Most of the Eastern Shore of Nova Scotia consists of sandstone and shale bedrock, forming rolling hills, which are up to 75 m in elevation and many offshore islands, of which two of the largest are Wolfes Island and Barren Island. The Eastern Shore is heavily forested. Approximately 12 km inland from the coast is the Eastern Shore Granite Ridge. This is an expansive area of 350-million-year-old granite bedrock.

===Waterways===
Several major rivers flow into the coast along the Eastern Shore, including the Musquodoboit River, which flows into the Musquodoboit Harbour, Jeddore Harbour, Tangier River, which flows from Tangier Grand Lake to the Atlantic, West River Sheet Harbour, which flows into the Northwest Arm of Sheet Harbour, as well as East River Sheet Harbour into the Northeast Arm. The St. Mary's River also flows into the Atlantic, passing through the community of Sherbrooke. There are many lakes, ponds, flowages and other types of freshwater bodies along the Eastern Shore. The largest of which are Porters Lake, which flows almost directly into the Atlantic Ocean, Lake Charlotte, which flows into Ship Harbour via the Ship Harbour River and Tangier Grand Lake, which flows into the Atlantic Ocean via the Tangier River.
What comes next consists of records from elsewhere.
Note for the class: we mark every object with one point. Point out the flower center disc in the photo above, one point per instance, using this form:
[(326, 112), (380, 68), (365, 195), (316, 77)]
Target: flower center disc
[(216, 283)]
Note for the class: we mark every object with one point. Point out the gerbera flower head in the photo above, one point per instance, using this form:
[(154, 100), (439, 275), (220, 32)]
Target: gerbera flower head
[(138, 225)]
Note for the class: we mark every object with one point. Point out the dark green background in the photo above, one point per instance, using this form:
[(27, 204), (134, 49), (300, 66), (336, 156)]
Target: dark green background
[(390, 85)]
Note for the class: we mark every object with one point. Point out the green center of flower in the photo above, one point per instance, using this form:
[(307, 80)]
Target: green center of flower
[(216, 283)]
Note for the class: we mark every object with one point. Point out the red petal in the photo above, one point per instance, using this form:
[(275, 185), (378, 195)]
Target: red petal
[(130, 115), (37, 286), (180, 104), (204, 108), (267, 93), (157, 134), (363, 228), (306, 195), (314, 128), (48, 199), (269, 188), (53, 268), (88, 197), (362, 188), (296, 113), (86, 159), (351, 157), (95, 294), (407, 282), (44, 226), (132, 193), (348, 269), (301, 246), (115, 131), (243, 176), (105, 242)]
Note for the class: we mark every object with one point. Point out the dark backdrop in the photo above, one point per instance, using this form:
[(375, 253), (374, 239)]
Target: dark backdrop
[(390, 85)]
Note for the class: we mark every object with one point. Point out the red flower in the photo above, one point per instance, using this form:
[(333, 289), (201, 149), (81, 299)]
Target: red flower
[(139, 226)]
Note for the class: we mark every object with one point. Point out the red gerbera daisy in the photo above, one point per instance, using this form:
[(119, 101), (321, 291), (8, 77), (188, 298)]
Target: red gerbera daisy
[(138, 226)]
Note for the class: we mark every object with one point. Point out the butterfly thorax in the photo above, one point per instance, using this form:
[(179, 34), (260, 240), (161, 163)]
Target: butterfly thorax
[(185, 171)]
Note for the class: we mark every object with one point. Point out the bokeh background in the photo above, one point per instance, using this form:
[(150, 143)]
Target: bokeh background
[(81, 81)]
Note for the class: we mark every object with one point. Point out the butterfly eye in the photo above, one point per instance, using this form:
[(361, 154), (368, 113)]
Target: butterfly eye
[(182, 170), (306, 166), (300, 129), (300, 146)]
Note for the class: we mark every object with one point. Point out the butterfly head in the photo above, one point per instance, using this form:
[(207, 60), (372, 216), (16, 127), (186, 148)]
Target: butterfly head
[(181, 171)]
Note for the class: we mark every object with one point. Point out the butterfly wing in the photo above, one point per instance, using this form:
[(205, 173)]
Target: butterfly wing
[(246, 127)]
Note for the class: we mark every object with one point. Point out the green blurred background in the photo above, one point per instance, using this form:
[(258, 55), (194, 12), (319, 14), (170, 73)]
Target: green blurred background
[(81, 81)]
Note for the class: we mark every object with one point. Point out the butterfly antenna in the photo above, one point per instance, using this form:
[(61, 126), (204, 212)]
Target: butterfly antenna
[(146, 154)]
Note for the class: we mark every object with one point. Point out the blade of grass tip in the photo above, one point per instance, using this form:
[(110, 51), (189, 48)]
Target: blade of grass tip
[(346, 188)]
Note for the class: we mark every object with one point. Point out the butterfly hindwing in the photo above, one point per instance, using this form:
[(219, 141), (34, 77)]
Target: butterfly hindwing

The largest water formation by far is the Chedabucto Bay, at the eastern end of the Eastern Shore. There also numerous, albeit much smaller, bays, harbours and other coastal features along the Eastern Shore, including but not limited to: Musquodoboit Harbour, Jeddore Harbour, Ship Harbour, Sheet Harbour, Country Harbour, Tor Bay and Guysborough Harbour.

The Eastern Shore is a scenic, yet sparsely settled area, hosting dozens of small fishing harbours and communities; in recent decades the region has become home to a growing number of cottages and recreational properties, given the number of unspoiled sandy beaches and dramatic coastlines. The shore also hosts the majority of Nova Scotia's small islands. The tourism industry is concentrated near popular beaches and provincial parks such as Lawrencetown, Clam Harbour, and Martinique, as well as the centrally located service communities of Musquodoboit Harbour, Sheet Harbour, Sherbrooke, Canso, Guysborough and Mulgrave. Popular tourist attractions include the Liscombe Lodge resort and conference centre in Liscomb Mills and the Historic Sherbrooke Village in Sherbrooke.

==Demographics==
The area between Cape Breton-and-Dartmouth is sparsely populated, however, there are more than 300 communities along the Eastern Shore, which vary in size.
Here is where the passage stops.